Celebrate, plan, and be inspired: GO’s 2026 Pride Issue is out now, full of features on queer travel, sports, music and culture, grab a free copy at queer-friendly venues or read it online to map your summer of Pride and discover the people shaping it.

Essential Takeaways

  • What's inside: A full Pride issue with features on Jade LeMac, Saniya Rivers, 100 Women We Love, travel pieces and cultural reporting.
  • Where to get it: Free print copies at queer and queer-friendly venues across NYC and beyond, plus a complete digital edition online.
  • Local to global: Coverage ranges from NYC’s LGBT Center and NYC Pride planning to queer guides for Seattle and a Marseille travel story.
  • Practical picks: Event round-ups include top womxn’s celebrations, tournaments, and queer nightlife choices, easy to plan from.
  • Tone and value: Lively, celebratory and useful, great for readers who want ideas, profiles and real community resources.

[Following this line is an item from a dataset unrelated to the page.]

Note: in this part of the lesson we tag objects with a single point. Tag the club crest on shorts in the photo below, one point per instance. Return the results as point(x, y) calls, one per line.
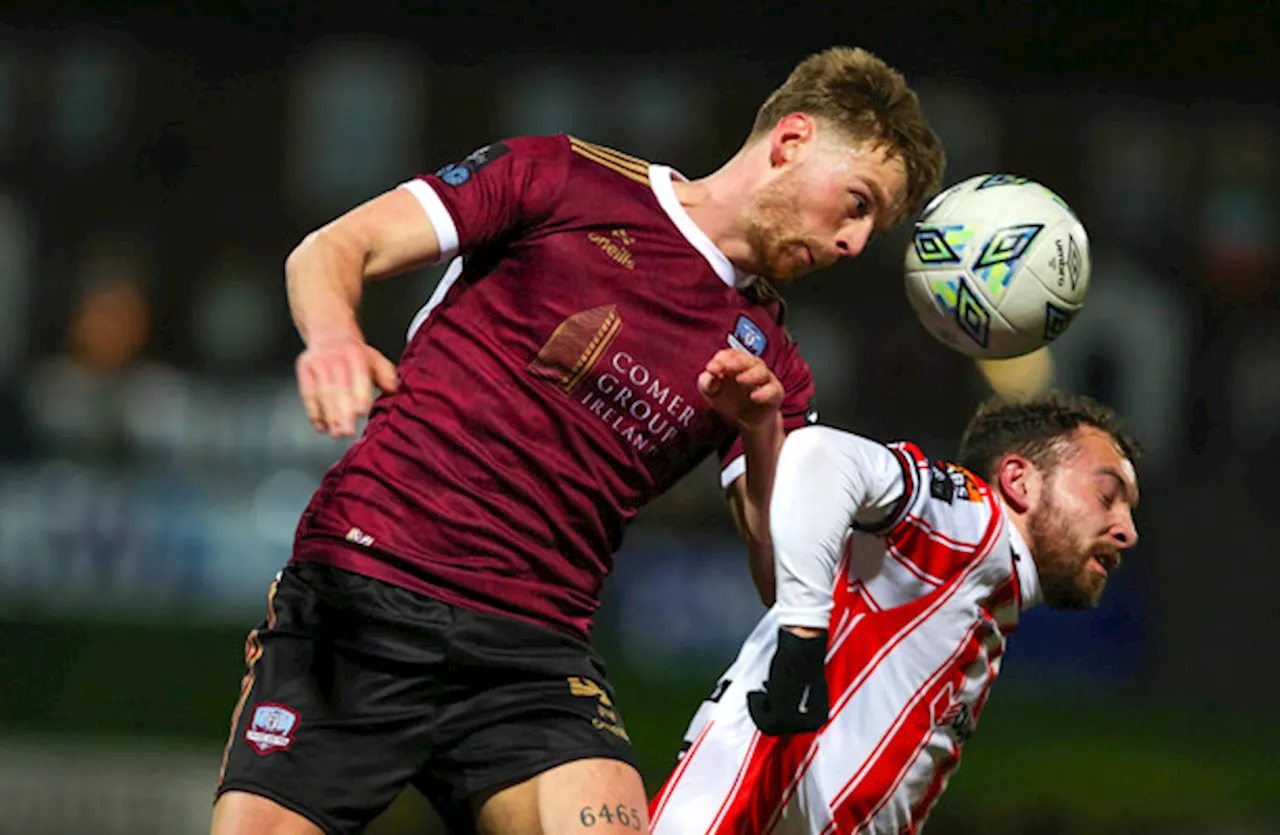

A cover that stops you in your tracks , and a singer who drives the issue

GO’s 2026 Pride cover stars singer-songwriter Jade LeMac, and it sets the mood: bold, intimate and unmissable. The photo has a warm, personal feel that signals this issue isn’t just a roundup of parties, it’s built on people. Readers who enjoy a strong portrait and a great interview will find the LeMac feature one of the strongest pulls.

The magazine balances celebrity and community reporting, so you get star profiles alongside grassroots reporting. For anyone planning Pride weekends, those human stories make events feel worth travelling for. If you’re choosing which article to read first, pick LeMac and then flip to the 100 Women We Love list for an instant mood boost.

The 100 Women We Love list , a who’s who for the season

GO’s annual 100 Women We Love returns as a highlight reel of queer talent, from athletes like WNBA star Saniya Rivers to creators and activists. It’s an energising way to catch up with names you should know this year.

This kind of curated list works as both inspiration and practical discovery: bookmark people you want to follow, or check which interview promises deeper context. If you’re making a Pride reading list, the 100-woman feature is the perfect backbone.

Pride planning made simple , events, travel and where to be

The issue’s “Just GO! 16 of Our Absolute Faves” serves as a mini planner with events like Re-United: NYC Pride’s womxn’s event, Pa’Ella camping, LezVolley on Fire Island and more. It’s a tight, practical guide for people choosing between busy Pride calendars.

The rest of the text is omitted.